Morte au feuilleton à maintes reprises, la réforme du régime de protection de la propriété intellectuelle dans un contexte numérique refait surface. Le gouvernement Harper présenterait une nouvelle version de son projet de loi C-61 d'ici le mois de juin, révèle le professeur Michael Geist de l'Université d'Ottawa.
Spécialiste des questions de propriété intellectuelle, farouche opposant du projet de loi, Michael Geist est à l'origine de «Fair Copyright for Canada». Selon lui, cette loi représente «une réelle menace à la vitalité de l'environnement en ligne» et est axée sur les préoccupations de l'industrie américaine du divertissement et du logiciel et non sur les besoins des consommateurs canadiens.
Si elle est adoptée, la loi C-61 rendra illégal le fait de contourner le verrouillage numérique sur des pièces audio ou vidéo.
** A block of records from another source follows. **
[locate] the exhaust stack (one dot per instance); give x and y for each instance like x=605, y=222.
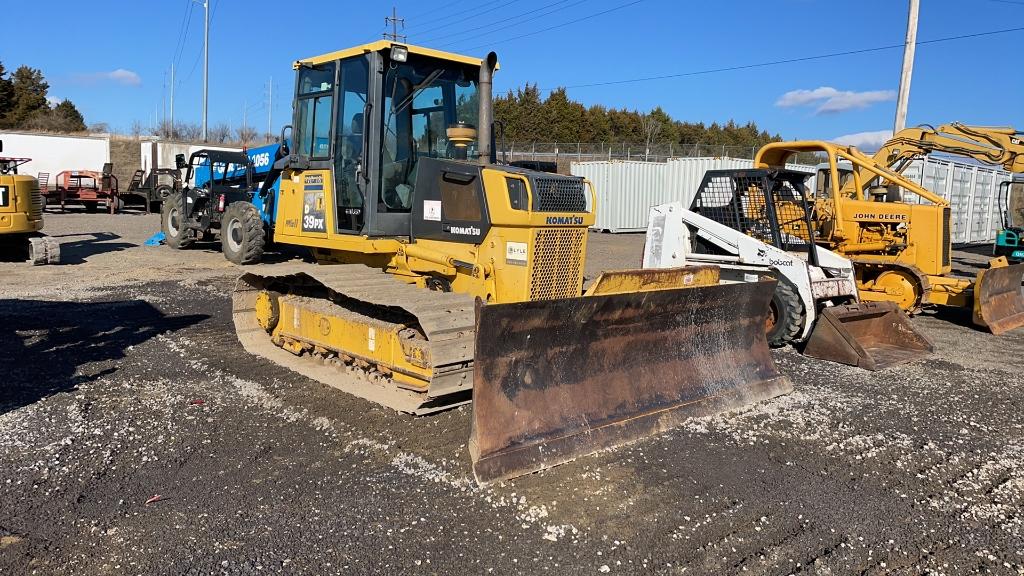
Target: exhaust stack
x=486, y=113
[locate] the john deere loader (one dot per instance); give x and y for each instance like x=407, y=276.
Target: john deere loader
x=454, y=279
x=22, y=216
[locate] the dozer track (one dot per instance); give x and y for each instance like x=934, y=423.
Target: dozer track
x=436, y=331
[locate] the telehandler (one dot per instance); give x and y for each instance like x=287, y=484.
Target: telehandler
x=22, y=215
x=453, y=278
x=902, y=251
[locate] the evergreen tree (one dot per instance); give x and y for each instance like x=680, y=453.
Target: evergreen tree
x=6, y=95
x=557, y=118
x=29, y=96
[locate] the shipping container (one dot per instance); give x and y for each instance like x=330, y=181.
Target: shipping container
x=627, y=190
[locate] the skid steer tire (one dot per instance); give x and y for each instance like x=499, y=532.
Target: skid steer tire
x=242, y=235
x=787, y=316
x=172, y=223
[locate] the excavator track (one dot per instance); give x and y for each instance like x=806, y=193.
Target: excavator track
x=438, y=327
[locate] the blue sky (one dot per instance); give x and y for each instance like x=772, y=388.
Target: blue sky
x=114, y=66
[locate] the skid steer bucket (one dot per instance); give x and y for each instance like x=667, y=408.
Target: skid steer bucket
x=998, y=302
x=869, y=335
x=557, y=379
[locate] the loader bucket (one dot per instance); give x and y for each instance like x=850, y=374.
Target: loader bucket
x=557, y=379
x=869, y=335
x=998, y=302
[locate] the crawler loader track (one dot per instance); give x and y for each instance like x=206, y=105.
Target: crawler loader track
x=443, y=324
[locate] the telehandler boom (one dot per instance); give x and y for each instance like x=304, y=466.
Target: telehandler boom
x=455, y=278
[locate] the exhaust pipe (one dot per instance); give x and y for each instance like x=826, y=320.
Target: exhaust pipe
x=483, y=134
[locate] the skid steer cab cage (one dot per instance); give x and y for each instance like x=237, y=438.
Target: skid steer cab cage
x=768, y=205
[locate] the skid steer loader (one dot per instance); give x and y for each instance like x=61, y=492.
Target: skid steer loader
x=753, y=223
x=902, y=251
x=454, y=278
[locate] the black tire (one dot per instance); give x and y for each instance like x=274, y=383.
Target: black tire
x=172, y=223
x=242, y=236
x=786, y=317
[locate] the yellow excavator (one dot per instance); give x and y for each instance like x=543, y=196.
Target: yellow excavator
x=22, y=216
x=902, y=251
x=444, y=277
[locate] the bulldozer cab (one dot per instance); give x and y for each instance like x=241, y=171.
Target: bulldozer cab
x=769, y=205
x=369, y=133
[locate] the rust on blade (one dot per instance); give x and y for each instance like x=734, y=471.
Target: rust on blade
x=869, y=335
x=557, y=379
x=998, y=302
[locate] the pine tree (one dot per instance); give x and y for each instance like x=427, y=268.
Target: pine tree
x=29, y=96
x=6, y=95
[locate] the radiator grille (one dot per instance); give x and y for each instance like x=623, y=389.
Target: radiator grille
x=557, y=263
x=36, y=210
x=946, y=241
x=560, y=194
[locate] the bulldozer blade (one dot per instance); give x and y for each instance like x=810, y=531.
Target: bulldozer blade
x=998, y=302
x=557, y=379
x=869, y=335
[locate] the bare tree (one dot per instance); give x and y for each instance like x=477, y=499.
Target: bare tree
x=651, y=127
x=219, y=133
x=247, y=134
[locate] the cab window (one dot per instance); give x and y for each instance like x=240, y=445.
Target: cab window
x=313, y=109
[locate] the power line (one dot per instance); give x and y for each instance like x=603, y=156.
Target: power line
x=471, y=16
x=507, y=22
x=183, y=30
x=432, y=10
x=445, y=16
x=563, y=25
x=213, y=12
x=790, y=60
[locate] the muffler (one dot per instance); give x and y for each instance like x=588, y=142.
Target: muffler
x=557, y=379
x=869, y=335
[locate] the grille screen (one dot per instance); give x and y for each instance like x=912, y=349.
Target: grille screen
x=37, y=202
x=560, y=194
x=946, y=241
x=557, y=263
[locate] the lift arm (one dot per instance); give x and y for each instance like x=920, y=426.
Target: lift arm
x=993, y=146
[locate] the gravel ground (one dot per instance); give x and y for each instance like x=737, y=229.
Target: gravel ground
x=137, y=438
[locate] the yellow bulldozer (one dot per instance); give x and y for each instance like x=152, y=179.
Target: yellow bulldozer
x=445, y=277
x=22, y=216
x=902, y=251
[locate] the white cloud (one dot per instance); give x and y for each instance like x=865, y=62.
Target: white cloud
x=830, y=100
x=120, y=76
x=867, y=140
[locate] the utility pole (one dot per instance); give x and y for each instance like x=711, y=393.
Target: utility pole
x=172, y=99
x=904, y=79
x=393, y=22
x=206, y=64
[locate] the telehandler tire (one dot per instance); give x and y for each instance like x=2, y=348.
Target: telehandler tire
x=787, y=316
x=242, y=237
x=171, y=221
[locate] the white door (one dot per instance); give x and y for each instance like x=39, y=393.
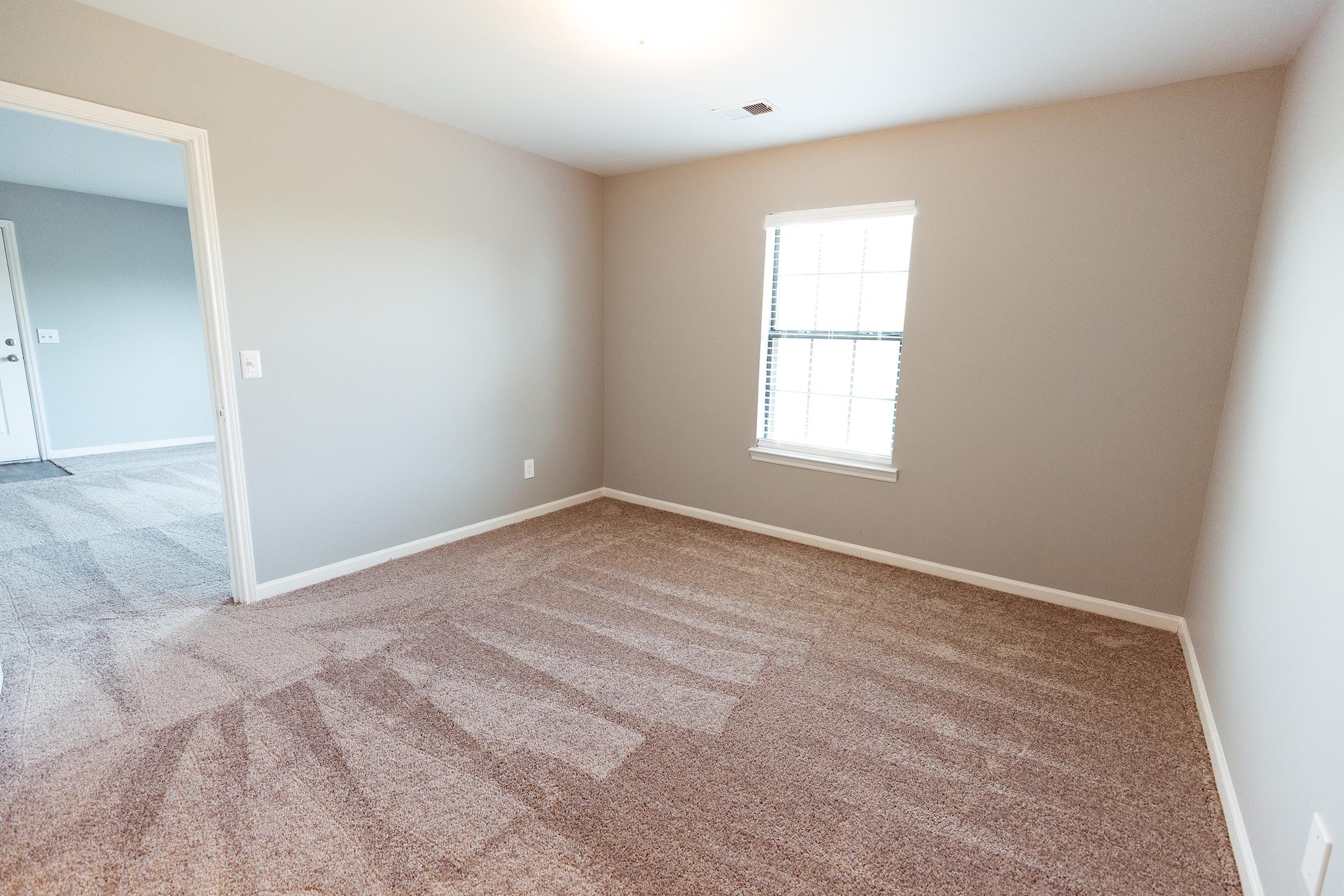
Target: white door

Il deviendra donc répréhensible de partager et de télécharger du matériel en ligne. Les contrevenants pourraient être condamnés à une amende 500 dollars à verser aux détenteurs de droit. De plus, ce projet de loi obligerait les fournisseurs d'accès internet à jouer le rôle de gendarmes en tenant un registre des renseignements pertinents pour faciliter les poursuites.
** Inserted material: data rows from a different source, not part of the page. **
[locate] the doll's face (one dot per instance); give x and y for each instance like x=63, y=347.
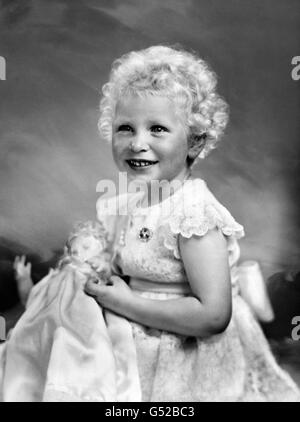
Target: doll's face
x=86, y=247
x=149, y=140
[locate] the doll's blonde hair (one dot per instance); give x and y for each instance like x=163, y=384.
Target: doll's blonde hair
x=86, y=228
x=180, y=76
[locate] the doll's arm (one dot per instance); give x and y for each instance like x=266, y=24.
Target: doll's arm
x=23, y=278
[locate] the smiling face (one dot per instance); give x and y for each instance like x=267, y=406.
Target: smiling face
x=149, y=140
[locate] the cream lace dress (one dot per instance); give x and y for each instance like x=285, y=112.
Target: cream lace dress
x=236, y=365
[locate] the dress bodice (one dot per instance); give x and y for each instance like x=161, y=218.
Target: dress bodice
x=191, y=210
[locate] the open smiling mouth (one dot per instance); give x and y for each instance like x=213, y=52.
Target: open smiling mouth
x=140, y=164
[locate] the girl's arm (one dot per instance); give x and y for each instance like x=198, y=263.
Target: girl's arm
x=206, y=264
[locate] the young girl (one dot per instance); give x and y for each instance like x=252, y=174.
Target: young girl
x=62, y=348
x=195, y=337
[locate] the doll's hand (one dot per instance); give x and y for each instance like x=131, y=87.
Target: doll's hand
x=116, y=295
x=23, y=277
x=22, y=270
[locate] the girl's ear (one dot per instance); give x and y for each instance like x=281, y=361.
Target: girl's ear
x=196, y=145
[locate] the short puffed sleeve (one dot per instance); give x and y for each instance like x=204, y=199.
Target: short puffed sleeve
x=194, y=211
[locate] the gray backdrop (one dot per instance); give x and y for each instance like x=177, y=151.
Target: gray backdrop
x=58, y=55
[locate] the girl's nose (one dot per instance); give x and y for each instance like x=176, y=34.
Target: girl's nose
x=138, y=145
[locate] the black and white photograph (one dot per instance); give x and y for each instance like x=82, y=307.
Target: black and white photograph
x=149, y=203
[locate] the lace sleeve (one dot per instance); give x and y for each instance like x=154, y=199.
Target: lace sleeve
x=195, y=213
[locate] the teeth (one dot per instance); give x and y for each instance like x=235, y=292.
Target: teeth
x=140, y=163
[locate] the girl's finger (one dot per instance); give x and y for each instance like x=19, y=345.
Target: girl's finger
x=92, y=287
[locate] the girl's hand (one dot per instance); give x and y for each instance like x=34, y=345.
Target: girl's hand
x=116, y=295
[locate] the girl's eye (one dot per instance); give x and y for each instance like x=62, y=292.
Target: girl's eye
x=124, y=128
x=158, y=129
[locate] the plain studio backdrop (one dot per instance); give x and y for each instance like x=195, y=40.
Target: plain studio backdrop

Ottawa a tenu de vastes consultations publiques en 2009 afin de modeler son nouveau régime de protection de la propriété intellectuelle en tenant compte de l'opinion publique, mais a finalement décidé de s'aligner sur la position américaine, estime le professeur Geist sur son blogue. Pour lui, le gouvernement conservateur copie le régime américain de protection des droits d'auteur, le Digital Millenium Copyright Act (DMCA).
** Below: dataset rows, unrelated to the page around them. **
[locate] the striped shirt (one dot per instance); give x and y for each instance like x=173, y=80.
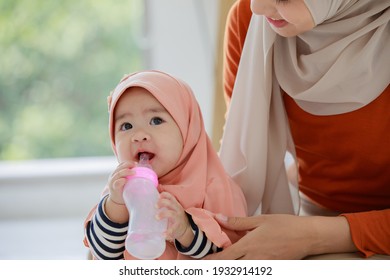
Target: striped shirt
x=107, y=239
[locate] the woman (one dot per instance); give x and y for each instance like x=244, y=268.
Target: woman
x=313, y=79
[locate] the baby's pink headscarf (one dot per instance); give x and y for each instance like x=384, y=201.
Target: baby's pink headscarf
x=199, y=181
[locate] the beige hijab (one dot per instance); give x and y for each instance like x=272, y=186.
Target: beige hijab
x=339, y=66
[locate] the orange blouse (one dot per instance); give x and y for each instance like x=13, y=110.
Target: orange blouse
x=344, y=160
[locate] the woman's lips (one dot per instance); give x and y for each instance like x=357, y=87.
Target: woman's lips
x=278, y=23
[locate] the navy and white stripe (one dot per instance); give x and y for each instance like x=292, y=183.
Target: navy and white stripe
x=106, y=238
x=200, y=246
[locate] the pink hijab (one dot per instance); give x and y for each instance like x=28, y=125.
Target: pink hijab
x=199, y=181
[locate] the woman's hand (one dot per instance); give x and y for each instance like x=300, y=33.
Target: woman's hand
x=179, y=227
x=281, y=236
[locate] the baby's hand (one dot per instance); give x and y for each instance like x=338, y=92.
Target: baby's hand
x=117, y=180
x=178, y=225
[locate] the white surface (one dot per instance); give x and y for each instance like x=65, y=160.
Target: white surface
x=47, y=239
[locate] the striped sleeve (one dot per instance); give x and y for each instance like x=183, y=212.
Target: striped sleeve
x=106, y=238
x=200, y=246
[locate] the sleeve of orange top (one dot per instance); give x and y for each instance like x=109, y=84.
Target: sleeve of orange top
x=235, y=32
x=370, y=231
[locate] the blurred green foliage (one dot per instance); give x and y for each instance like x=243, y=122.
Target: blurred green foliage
x=59, y=61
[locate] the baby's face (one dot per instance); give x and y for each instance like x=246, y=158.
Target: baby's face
x=143, y=125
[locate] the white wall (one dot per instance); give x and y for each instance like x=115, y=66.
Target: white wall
x=181, y=36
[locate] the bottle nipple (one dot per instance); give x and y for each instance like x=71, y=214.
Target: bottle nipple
x=144, y=160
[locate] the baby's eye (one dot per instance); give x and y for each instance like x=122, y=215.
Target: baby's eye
x=156, y=121
x=126, y=126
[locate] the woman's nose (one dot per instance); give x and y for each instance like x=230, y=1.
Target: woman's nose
x=261, y=7
x=140, y=136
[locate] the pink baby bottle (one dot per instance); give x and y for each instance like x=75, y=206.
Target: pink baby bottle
x=145, y=238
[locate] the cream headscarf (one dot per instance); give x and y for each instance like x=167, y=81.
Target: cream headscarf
x=199, y=181
x=339, y=66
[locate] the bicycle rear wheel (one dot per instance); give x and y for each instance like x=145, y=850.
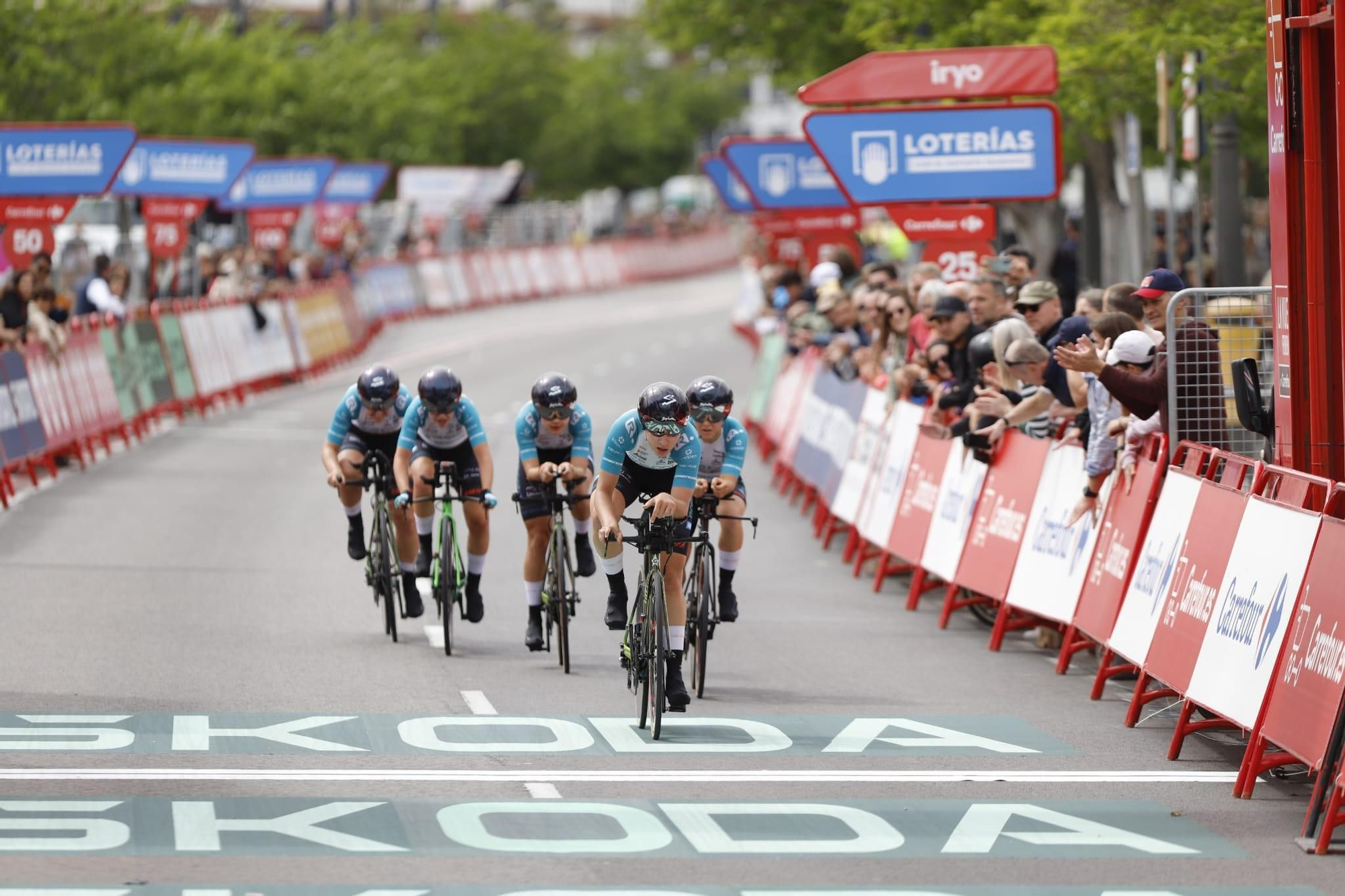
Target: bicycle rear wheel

Du côté gouvernemental, on est plutôt d'avis que cette réforme du régime canadien vieux de 11 ans contribuera à diminuer piratage électronique au pays, un phénomène jugé très élevé par le Bureau du représentant américain au Commerce (USTR). Celui-ci considère que le régime de protection de la propriété intellectuelle au Canada favorise le piratage. De fait, il juge le territoire canadien «à risque élevé pour les entreprises américaines», au même titre que la Chine et la Russie.